Amina Chaffaï, Le Stéphanois, Saint-Étienne-des-Grès, mai 2021
Petite, je l’attendais fébrilement. Je m’y préparais à ce dimanche pas comme les autres. Je comptais les dodos comme à Noël. Je me souviens que j’étais tellement excitée que je ne dormais pas très bien la veille de la fête des Mères. Les jours précédents, mon père nous aidait, mes frères et moi, à faire une belle carte pleine de mots d’amour et à fabriquer un bricolage, souvent inutile et encombrant, pour ma mère. Lui-même se creusait la tête pour faire un cadeau à son épouse et à ses sœurs.

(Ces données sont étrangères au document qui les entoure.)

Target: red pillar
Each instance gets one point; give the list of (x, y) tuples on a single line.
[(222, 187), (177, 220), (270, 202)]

Il n’avait pas eu le bonheur de vivre avec une maman, elle est morte en couches en le mettant au monde. Il lui a survécu et ce sont ses sœurs et son père qui l’ont élevé; sept grandes sœurs aimantes et bienveillantes. C’est peut-être pour ça que cette fête était si importante dans notre famille, mon père y mettait tout son cœur. Un cœur plein d’amour pour une maman qu’il n’a pas pu connaître et dont il n’a jamais senti la caresse ou l’étreinte.
Dans quelques jours, nous serons rendus à cette fête pour rendre hommage aux mères. Ces femmes qui ont porté, celles qui ont supporté et celles qui ont accompagné des enfants. Quelle allure aura cette journée? J’ai bien l’impression que, pour une deuxième année, nous serons soumis à des contraintes sanitaires qui ne favoriseront pas les rassemblements familiaux. Bien qu’on comprenne les bons gestes pour se protéger et qu’on conçoive que les rassemblements favorisent la propagation du Covid-19, avouez que distanciation et maman, c’est totalement incohérent, absolument illogique, et vraiment inhumain.
Quand on pense à notre mère, on pense aux câlins, la présence, la confiance, la sécurité. On se voit autour d’une table chaleureuse, on pense aux visites fortuites juste pour faire un petit coucou, demander un conseil ou faire une confidence. On rêve aux journées de magasinage, aux soirées à jaser, à jouer aux cartes ou à regarder des photos de famille. Cette année, dès qu’on pense proximité, il faut penser à la couleur de sa zone, à son groupe, à sa bulle, sa région et ses alentours. Il faut considérer les mamans isolées, celles qui sont vaccinées, les confinées et les immunosupprimées. Cette gymnastique n’est pas simple ni naturelle, mais elle est nécessaire pour protéger notre mère, la personne qu’on aime le plus et qui nous le rend tout autant.
Maman; un mot qui évoque toute la douceur du monde et la fête des mères; la journée où la tendresse, l’amour et les souvenirs seront toujours au rendez-vous peu importe la distance et les contraintes. Je peux en témoigner, un océan me sépare de la mienne depuis bien des années. Cela n’altère en rien notre affection, notre complicité ou notre amour. C’est juste fêter différemment. Bonne fête à toutes les mamans du monde.